Multiple imputation and data reduction

UVA Biostatistics Discussion Board: Regression Modeling Strategies: Multiple imputation and data reduction
By Osman Al-Radi on Tuesday, May 06, 2003 - 11:50 am:

Q: How to incorporate one or more PC1 scores generated by princomp() as predictors in a model being fit by fit.mult.impute()?

Details:
I have a 67-deaths data set of 29 variables. The frequency of missing variables ranges from 0 to 160 out of 276.

I used aregImpute with n.impute=10, to impute missing variables..

I generated PC1 for 4 different clusters of variables with princomp(....,na.action=na.exclude), I used na.exclude because impute() dose not work on aregImpute objects..

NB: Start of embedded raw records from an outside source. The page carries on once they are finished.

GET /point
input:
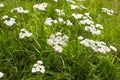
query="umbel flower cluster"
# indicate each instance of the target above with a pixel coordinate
(1, 5)
(41, 6)
(57, 41)
(109, 12)
(1, 74)
(24, 33)
(49, 21)
(9, 21)
(89, 24)
(19, 10)
(100, 47)
(38, 67)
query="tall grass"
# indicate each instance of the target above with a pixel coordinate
(76, 62)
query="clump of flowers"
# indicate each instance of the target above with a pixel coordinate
(60, 12)
(71, 1)
(109, 12)
(58, 41)
(74, 6)
(8, 21)
(1, 74)
(38, 67)
(41, 6)
(19, 10)
(1, 5)
(100, 47)
(24, 33)
(55, 0)
(49, 21)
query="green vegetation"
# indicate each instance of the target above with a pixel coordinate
(76, 62)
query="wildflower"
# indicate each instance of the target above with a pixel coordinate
(56, 0)
(60, 19)
(48, 21)
(5, 17)
(77, 16)
(19, 10)
(38, 67)
(24, 33)
(71, 1)
(74, 6)
(1, 74)
(1, 5)
(41, 6)
(113, 48)
(60, 12)
(80, 38)
(57, 41)
(109, 12)
(9, 22)
(83, 7)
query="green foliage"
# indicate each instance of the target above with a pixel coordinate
(76, 62)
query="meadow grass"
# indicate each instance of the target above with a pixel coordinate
(76, 62)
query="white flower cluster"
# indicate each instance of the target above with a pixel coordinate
(58, 41)
(1, 5)
(55, 0)
(109, 12)
(8, 21)
(60, 12)
(96, 46)
(71, 1)
(1, 74)
(19, 10)
(85, 19)
(41, 6)
(38, 67)
(74, 6)
(24, 33)
(83, 7)
(49, 21)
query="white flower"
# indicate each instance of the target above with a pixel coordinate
(60, 19)
(19, 10)
(71, 1)
(5, 17)
(74, 6)
(1, 74)
(24, 33)
(55, 0)
(41, 6)
(77, 16)
(48, 21)
(38, 67)
(96, 46)
(109, 12)
(80, 38)
(39, 62)
(60, 12)
(9, 22)
(58, 48)
(68, 22)
(99, 26)
(55, 21)
(1, 5)
(57, 41)
(113, 48)
(58, 34)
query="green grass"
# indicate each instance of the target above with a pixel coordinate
(76, 62)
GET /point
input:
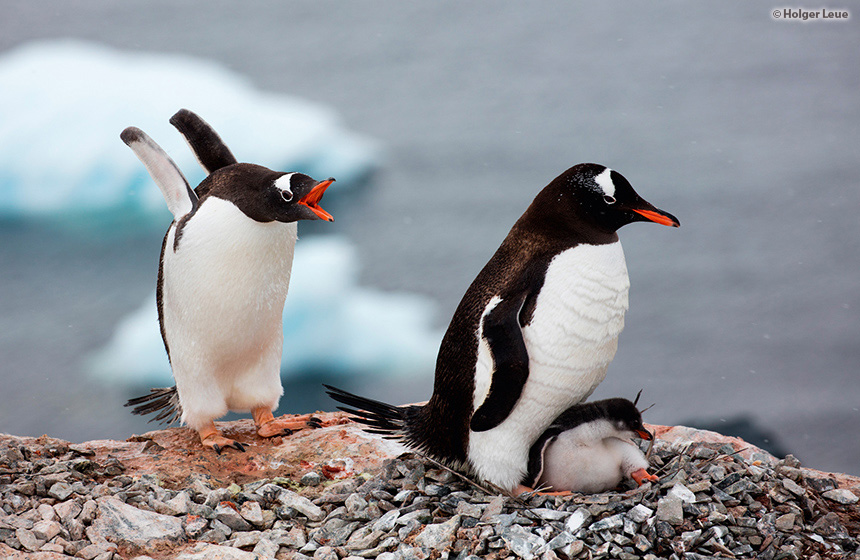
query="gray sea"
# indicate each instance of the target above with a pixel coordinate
(744, 126)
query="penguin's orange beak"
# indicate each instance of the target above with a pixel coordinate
(659, 217)
(311, 200)
(645, 434)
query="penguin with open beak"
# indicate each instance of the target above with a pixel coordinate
(533, 335)
(223, 278)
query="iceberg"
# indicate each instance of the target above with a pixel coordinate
(64, 103)
(331, 325)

How could I use fit.mult.impute() to fit a cph() model to this data and also use the PC1 variables?

Thanks

Osman

By Frank E Harrell Jr (Feh3k) on Tuesday, May 06, 2003 - 01:54 pm:

Here is one idea for an approximate solution.

  1. Determine clusters using subject matter knowledge and using variable clustering based on pairwise deletion of missing values
  2. Run aregImpute on all the original variables (or run it separately on the set of variables in each cluster plus the response variable and do more customized programming)
  3. Invoke impute(aregImputeobject,...) in a for loop over the multiple imputations. Each time compute the first PC of each cluster and fit a Cox model.
  4. Average the fits and compute the between-fit variance-covariance matrix to get at the final imputation-adjusted covariance matrix


What worries me about this algorithm is that first PCs are arbitrary to sign changes etc. so they really don't have the same meaning across imputations in some cases. This would need to be carefully studied. Another possible option is to compute the first PCs once on the average of all the multiply imputed values, but this will not work for categorical predictors.

Someday I'm going to fully implement the derived parameter in fit.mult.impute to do away with the need to program your own loop.

If single conditional mean imputation works OK for your purposes, transcan may simplify things.

Concerning the comment about impute not working on aregImpute objects, I assume you are referring to bug related to S-Plus 6 not allowing an 'impute' class to be added to a variable. The next release of Hmisc will get around that for S-Plus 6 by not attaching an 'impute' class in impute.transcan (which works on aregImpute objects and transcan objects alike). Anyone needing this fix can contact me.